Commands · control plane → agent

ProvisionVM
Create the VM. Inputs: workspace_id, envelope, network config, optional snapshot_uri. Outcome: VM running, openberth healthcheck passing.
StopVM
Graceful ACPI shutdown (default 60s timeout), then force-stop. For suspend. Leaves disk in place.
StartVM
Boot an existing stopped VM. For restore from suspended. Same healthcheck gate as provision.
DestroyVM
Stop, unmount, secure-wipe disk. For archive (after snapshot verified) and delete.
TakeSnapshot
Snapshot disk (quiesced if possible), upload to object storage, return URI + checksum + size. Kind: periodic or pre_archive.
RestoreFromSnapshot
Download snapshot, verify checksum, stage as new disk. Caller follows with ProvisionVM or StartVM.
UpdateEdgeRoute
Update host edge-proxy config for a workspace. State + domains + cert states. Atomic reload.
ResizeVM
In-place cgroup adjustments on a running VM. Migration path is archive + restore, not this command.
RotateAgentCert
Issue a new cert; old cert valid for 7 days. Triggered by agent at 60 days remaining.

Events · agent → control plane

Heartbeat
Every 10s. Free capacity (vcpu/ram/disk), uptime, agent version, counts of VMs by local state.
CommandProgress
Long-running command emits progress. command_id, step name, optional numeric progress (e.g. snapshot upload %).
CommandResult
Command terminates. command_id, status (succeeded/failed), payload or error.
WorkspaceLocalEvent
Unsolicited: VM crashed and was restarted, disk-usage threshold, custom-domain cert issued/failed/expired, healthcheck flapping.
AgentStopping
Planned maintenance shutdown. Carries reason.
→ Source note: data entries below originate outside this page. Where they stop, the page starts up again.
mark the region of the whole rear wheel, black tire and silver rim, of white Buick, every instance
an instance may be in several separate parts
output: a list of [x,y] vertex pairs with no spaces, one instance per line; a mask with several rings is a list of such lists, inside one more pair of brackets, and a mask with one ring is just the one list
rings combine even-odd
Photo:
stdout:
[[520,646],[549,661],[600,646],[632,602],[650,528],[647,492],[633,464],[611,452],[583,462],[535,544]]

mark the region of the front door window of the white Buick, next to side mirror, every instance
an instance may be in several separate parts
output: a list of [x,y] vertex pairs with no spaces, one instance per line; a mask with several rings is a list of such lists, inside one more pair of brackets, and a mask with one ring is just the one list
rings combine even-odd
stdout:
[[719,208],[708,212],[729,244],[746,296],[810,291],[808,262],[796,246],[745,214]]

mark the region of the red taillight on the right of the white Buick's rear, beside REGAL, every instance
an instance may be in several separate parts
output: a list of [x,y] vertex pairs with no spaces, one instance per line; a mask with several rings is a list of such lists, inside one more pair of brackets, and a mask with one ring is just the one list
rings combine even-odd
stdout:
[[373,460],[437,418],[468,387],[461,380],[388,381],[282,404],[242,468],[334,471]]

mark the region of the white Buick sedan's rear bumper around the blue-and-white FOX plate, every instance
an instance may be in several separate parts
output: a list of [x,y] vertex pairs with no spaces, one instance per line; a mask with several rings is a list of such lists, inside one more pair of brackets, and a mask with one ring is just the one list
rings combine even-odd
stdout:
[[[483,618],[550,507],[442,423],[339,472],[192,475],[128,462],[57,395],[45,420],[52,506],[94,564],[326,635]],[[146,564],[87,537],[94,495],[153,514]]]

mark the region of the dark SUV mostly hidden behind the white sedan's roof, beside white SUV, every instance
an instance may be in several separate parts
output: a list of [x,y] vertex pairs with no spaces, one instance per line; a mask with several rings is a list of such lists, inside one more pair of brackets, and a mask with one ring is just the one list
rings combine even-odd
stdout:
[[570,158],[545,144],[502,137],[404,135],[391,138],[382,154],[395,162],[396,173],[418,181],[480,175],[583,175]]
Flow control: agent buffer caps at 10 000 events. On overflow, routine Heartbeat and CommandProgress drop first; CommandResult and WorkspaceLocalEvent are retained preferentially. On reconnect, Inventory + buffered events bring the control plane up to date.

15Reconciliation
at session open

Neither side trusts state after a disconnect.

On every session open, agent and control plane exchange ground truth and reconcile. No special "reconcile command" type — directives are composed of the same Command messages as normal operation. The agent's command handler stays trivially uniform.

i
AgentHello. host_id, agent version, uptime, hypervisor type + version, capacity summary.
ii
Inventory. Full list of VMs on disk (workspace_id, running/stopped/missing, disk presence, observed envelope), in-flight local ops (snapshot running, provision in progress), custom domains in the edge proxy.
iii
ControlHello. Session accepted, server time, per-command ack deadline config.
iv
ReconcileDirective. Derived from comparing Inventory vs. Postgres:
  • Expected but missing: corrective ProvisionVM, or mark operations row failed if not resumable.
  • Orphans (agent has it, control plane doesn't): log + alert. Never auto-destroy on MVP — operator decides.
  • Stuck running ops: if operations.status = running but the agent has no record of the command, mark failed with reason agent_reconnected_without_completion. Upstream retries with a fresh request_id.
v
Normal command / event flow begins. All five reconciliation directives are ordinary Command messages on the same stream.
5

Invariants that make the contract boring on purpose: command_id = operations.id, ack means received not executed, reconcile uses normal commands, agents never auto-destroy, event seq is monotonic per session.